Я прокрутила статью дальше и прочитала:
…В больнице женщина приходит в себя.
Тёрнер — студент первого курса, трехкратный призер национальных соревнований по плаванию среди школьников и рекордсмен штата по вольному стилю…
Может ли обвиняемый Тёрнер, участвовавший от США в отборочных соревнованиях на Олимпийские игры в Лондоне в 2012 году, получить десять лет тюрьмы?
Насколько я поняла, тема больницы прошла вскользь и довольно быстро интерес авторов сместился в сторону спортсмена-рекордсмена. Особенно умилила последняя строчка с «Лондоном» и вопросом о «десяти годах тюрьмы». Интересно, знай они, кто я, что написали бы обо мне? Что-то вроде: «Шанель — трудится с девяти до пяти, должность незначительная, никогда не бывала в Лондоне», — действительно, есть о чем беспокоиться и над чем поработать.
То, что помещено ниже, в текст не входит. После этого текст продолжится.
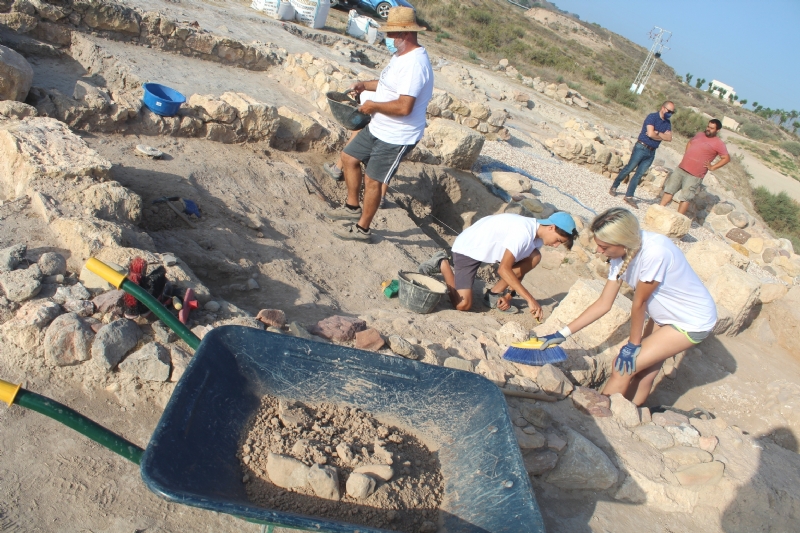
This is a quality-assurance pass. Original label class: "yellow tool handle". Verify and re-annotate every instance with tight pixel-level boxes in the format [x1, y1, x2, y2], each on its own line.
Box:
[85, 257, 127, 289]
[0, 378, 21, 406]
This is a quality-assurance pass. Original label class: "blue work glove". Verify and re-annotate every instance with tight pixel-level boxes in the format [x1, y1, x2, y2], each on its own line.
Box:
[615, 342, 641, 375]
[539, 332, 566, 349]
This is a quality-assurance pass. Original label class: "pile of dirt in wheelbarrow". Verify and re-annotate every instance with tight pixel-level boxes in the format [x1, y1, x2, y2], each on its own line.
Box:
[240, 396, 443, 532]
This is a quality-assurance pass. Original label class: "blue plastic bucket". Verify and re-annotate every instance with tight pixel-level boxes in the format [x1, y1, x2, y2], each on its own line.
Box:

Джарвис отзывается о Тёрнере как о прекрасном студенте и выдающемся спортсмене. Это все очень печально, но он замечательный, замечательный человек…
Дальше я не читала. Почему его подавали таким прекрасным-прекрасным, таким замечательным-замечательным?
Коллега задала мне какой-то вопрос. Кажется, про твиттер. Одна учительница что-то написала в своем твиттере. До меня так и не дошло, о чем она там твитнула.
— Я займусь этим, — ответила я.
Займусь чем? Я понятия не имела. Коллега поблагодарила. За что? Я так и не узнала.
Я кликнула на новости, связанные с полицейскими сводками. Прокрутила страницу в поисках жертвы. Жертва… жертва… жертва… Наконец я нашла очень осторожно написанный отчет помощника шерифа. Я многое о себе узнала, вплоть до своего влагалища и своей задницы.